Kitap okumak ister tutku, ister zevk, ister alışkanlık deyin bir davranış biçimidir ve mutlaka bir amaca yöneliktir. Mesleğinizde kariyer yapmak amacınız vardır; bilgili olmak gibi hoş bir gayenin peşindesinizdir; kendinizi tanımak istiyor olabilirsiniz; genel kültürünüze destek olsun amacınız vardır gibi.
Bu saatten sonra biz, akademik anlamda kariyer düşünecek değiliz. Kendimi az çok tanıyan birisi olarak söyleyeyim, yeni bilgilere açık olmayı seviyorum Galiba kitap okumakta ki ana nedenim budur. Fakat kendi alanım olduğu için eğitim ve eğitimden ayrı düşünmediğim psikolojiyi tercih ediyorum.
Kitapçıdan sadece ismine izafeten bir kitap seçtim yazarın psikolog(!) olduğunu sanarak. Çünkü yazar, isminden önce bu sıfatı kullanıyorsa siz de benim gibi düşünmez misiniz?
Yazarın, kendisinin sık sık psikolog olduğuna vurgu yapması, itici olduğu kadar, bir eksikliğini kapatmanın çabası içindeymiş gibi bir sezgiye de götürüyor insanı.
Neyse!.. Okumaya devam ediyorum. Yirmi yıldan fazla psikolog olarak görev yaptığını anladığınız birisinden, danışanları ile yaptığı görüşme seanslarından birkaç ders verici örnek beklemez misiniz? 80 sayfa kadar gidiyorum ama hiçbir beklentimin hala karşılığı yok. Bizim psikolog ya siyasileri eleştiriyor, ya hukuk sistemini.
Seçkin bir aileden geldiğini, çoğu kez cümle içinde gizleyerek hatırlatma ihtiyacı duyuyor; ‘’sıcak Anadolu insanı’’ tanımına uymadığı repliğini de ihmal etmeden.
Tecavüze uğrayan bir genç kız olayına gelince;’’ şimdi tam kendisini psikolog olarak ispatlama fırsatını yakaladı’’ diyerek dikkat kesiliyor ve yavrumuzun bunalımı için birtakım moral reçeteleri vardır diye düşünürken; bizim psikolog kendi kendine tecavüzün kötülüklerini monolog halinde anlatmaya başlamaz mı? Bizim gibi sıcak Anadolu insanları, tecavüzün bireyde ne büyük travmalara neden olduğunu bilemez(!) diye düşünmüş olmalı.

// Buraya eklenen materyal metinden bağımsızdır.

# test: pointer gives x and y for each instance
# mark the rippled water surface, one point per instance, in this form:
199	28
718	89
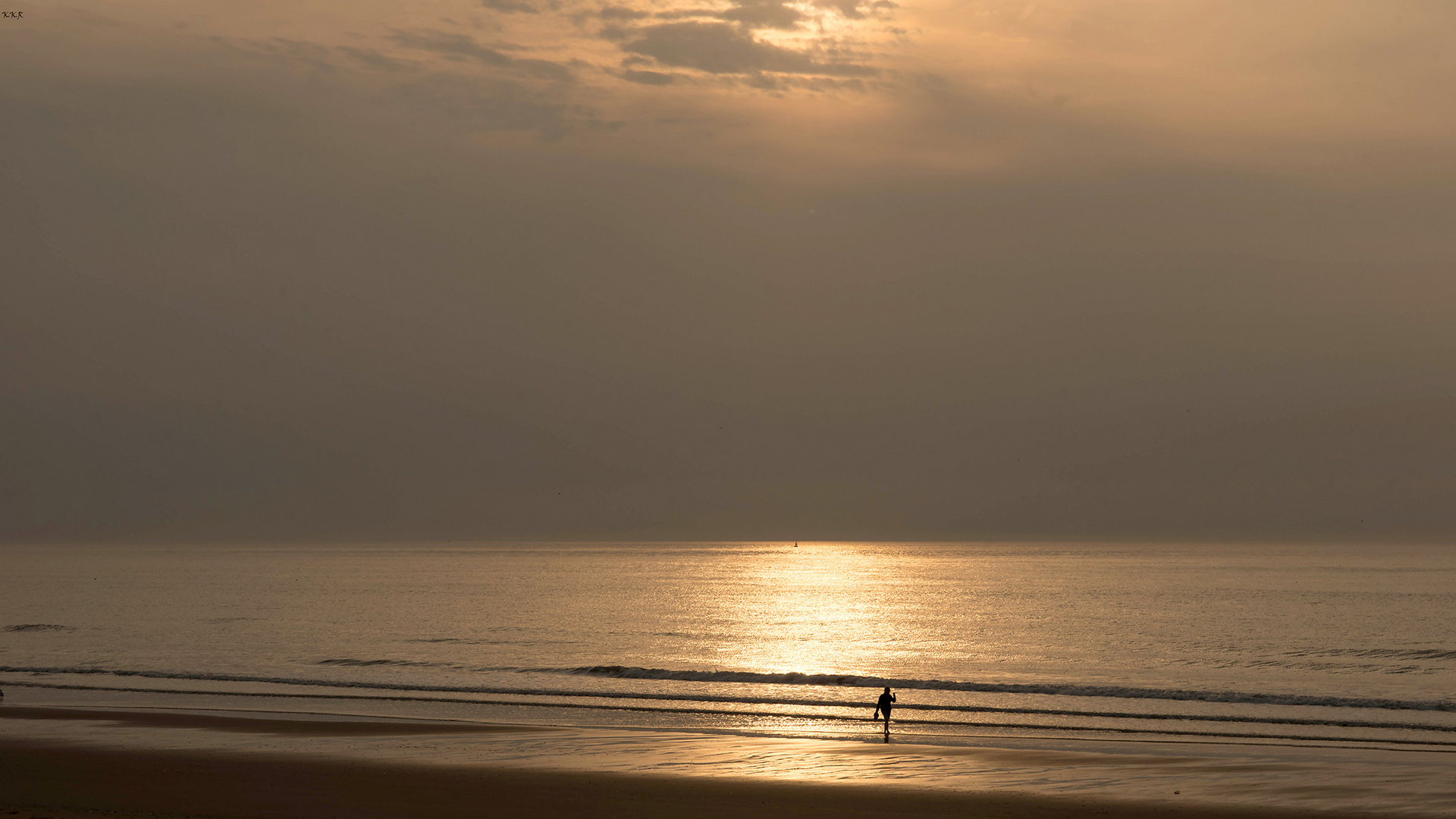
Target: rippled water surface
1244	643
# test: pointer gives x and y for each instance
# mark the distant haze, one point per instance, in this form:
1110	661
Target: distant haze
568	270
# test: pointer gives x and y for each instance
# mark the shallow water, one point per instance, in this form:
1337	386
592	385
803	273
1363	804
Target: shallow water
1237	645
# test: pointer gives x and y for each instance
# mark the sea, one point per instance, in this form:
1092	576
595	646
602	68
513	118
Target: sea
1334	649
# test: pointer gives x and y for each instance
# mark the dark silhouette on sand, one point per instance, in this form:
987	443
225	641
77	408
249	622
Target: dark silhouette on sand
886	703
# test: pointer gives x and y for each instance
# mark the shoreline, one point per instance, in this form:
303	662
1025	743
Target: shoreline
109	781
130	763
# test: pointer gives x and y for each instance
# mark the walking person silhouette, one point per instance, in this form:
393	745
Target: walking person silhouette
886	703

Kitabı bırakayım diyorum ama bu kadar emeğim geçti bari bitireyim derken biraz da eğlenceli buldum galiba. Böyle bir psikologla(!) bir daha tanışma fırsatını bulamam diye düşündüm. Doğan Cüceloğlu ,Haluk Yavuzer, Daniel Goleman, Shefali Tsebary, Stewen W.Vannoy, Eric From ,Lanna Lakone gibi psikolog eğitimciler insanı düşündürerek yorarken, psikoloğumuz bizi eleştirirken bile gülme krizine sokup eğlendiriyor.
Psikoloğumuzdan, başörtülü bayan ve sakallı erkek gördüğü zaman midesinin bulandığını; kızları diri diri toprağa gömenlerin bunu din adına yaptığını(!); nüfus planlamasının ne kadar iyi bir şey olduğunu; siyasetçilerin ya din istismarcısı ,ya da sahtekar olduğunu(!); cinsel sapma olarak bildiğimiz davranışların bile bilimsel(!) olduğu gibi çok değerli bilgiler öğrendiğimizi belirteyim de kendisine haksızlık yapmış olmayalım.
Garip bir tecelli olsa gerek. Hep danışanları (ne danıştıklarını da öğrenemedik ya…Olsun o kadar kusura bakılmaz. )ya sakallı, ya başörtülü. Psikoloğumuza mide spazmı geçirtmek için sıraya mı girdiler nedir?
Para verdiğime pişman olduğum tek kitap unvanına sahip. Okuduğunuz kitap, çekilen emeğe değmiyorsa neden yazılıyor ki? Ya da neden okunsun? Selamlar.